Welcome, Tarrant voters, to the loopy funhouse mirror world of DRE (Direct Recording Electronic) voting systems, one of the biggest boondoggles around — a $5.9 million boondoggle here, to be exact, paid for by a Help America Vote Act grant from our federal government. On closer examination, HAVA should more appropriately be renamed the Help All (DRE) Vendors Act. The 2002 law, passed in the wake of the 2000 Florida voting fiasco, promised $3.9 billion to states and counties, and it started a feeding frenzy among major vendors. Counties and states, in turn, acted as responsible as teen-agers who’d swiped their parents’ credit cards. What should really boil our blood is that Tarrant already had, according to most experts, the best voting system around, a precinct-based optical scan system. Regardless, the county spent millions of our federal tax dollars for a system that will never work as well.

According to Andrew Gumbel’s book Steal This Vote, DRE systems are “inherently unsafe because of their vulnerability to software bugs, malicious code, or hack attacks.” They’re also “poorly programmed ... and inadequately tested.” Finally, as the Florida task force on elections pointed out, DREs make recounts difficult, and — according to a Cal Tech/MIT study — their discard rate was worse than any other machine type except punch cards. Remember pregnant chads, anyone? So why are DREs selling like proverbial hotcakes? One reason is the misconception, spread by HartInterCivic and other vendors, that HAVA requires every polling place to have at least one electronic voting machine for people with disabilities and special-needs voters.
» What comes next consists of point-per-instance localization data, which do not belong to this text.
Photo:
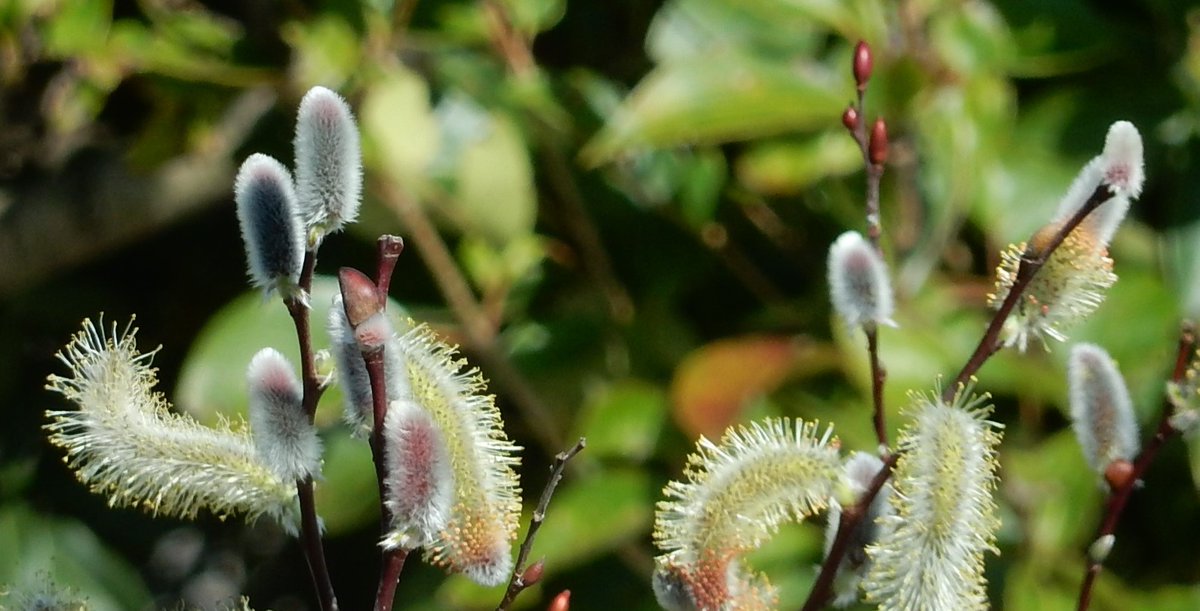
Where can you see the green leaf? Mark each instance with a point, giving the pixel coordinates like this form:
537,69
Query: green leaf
783,168
46,550
495,195
623,420
592,516
715,100
400,133
348,493
327,51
But HAVA doesn’t require that. It only requires state and local governments to make elections accessible. As Rice University computer scientist Dan Wallach has written, “DREs are not the only systems that can satisfy this requirement. Computer-assisted ballot-marking devices have a DRE-like computer interface but print onto standard optical scan ballots. Such systems cost far less.”

Another reason DREs are hopping off the griddle is a political culture of collusion. One of Austin-based HartInterCivic’s investors is the Texas Growth Fund, which is run by the state and, as the Austin Chronicle has pointed out, “is currently wholly owned by the Republican party.”
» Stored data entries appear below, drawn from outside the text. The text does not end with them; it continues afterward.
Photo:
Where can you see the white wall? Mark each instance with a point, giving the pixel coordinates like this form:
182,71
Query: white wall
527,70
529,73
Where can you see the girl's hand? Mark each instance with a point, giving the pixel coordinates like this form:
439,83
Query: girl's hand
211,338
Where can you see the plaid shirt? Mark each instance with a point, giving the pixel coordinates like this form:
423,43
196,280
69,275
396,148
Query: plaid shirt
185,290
So HartInterCivic got money from Texas taxpayers, thanks to its Republican pals, so it could procure millions of federal taxpayer dollars from the HAVA gravy train. And where has all this public investment in a private company gotten us? Not even a lousy t-shirt, just a voting system that is not even minimally transparent, verifiable, or reliable.

But the collusion doesn’t end there. Hart trumpets that it’s certified by the state. That’s nothing to brag about. Gumbel cites a meeting of the Texas Voting Systems Examination Board with a Diebold sales rep as “evidence of the pathetically low intellectual level on which the elections business is conducted.” The board lobbed softball questions and got animated only when talking about airport security and airline schedules. The meeting, Gumbel writes, was “oddly compelling to watch in a soufflé-deflating car-wreck-ogling sort of way.”

So what’s a Tarrant voter to do? Fortunately, HartInterCivic, besides making the DRE eSlate, makes eScan voting machines, which are an optical scan system. On election day, we should use those. Also, we need to insist that our state examination board make its meetings with vendors public. Board members should not be allowed to hide their incompetence behind closed doors. Plus, we need to require DREs to print paper ballots so voters can verify their votes. But these recommendations are not enough. In 2004, after being asked if the Carter Center would ever monitor a U.S. election, Jimmy Carter stated flatly, “We wouldn’t think of it. The American political system doesn’t measure up to any sort of international standards.”

So who measures up? Such advanced countries as Venezuela, East Timor, and Zambia. Isn’t it long past time for our country to finally take elections seriously and reform our outdated patchwork voting system that encourages corruption and rewards incompetence? Democracy is just an empty promise unless we can be sure our votes are counted.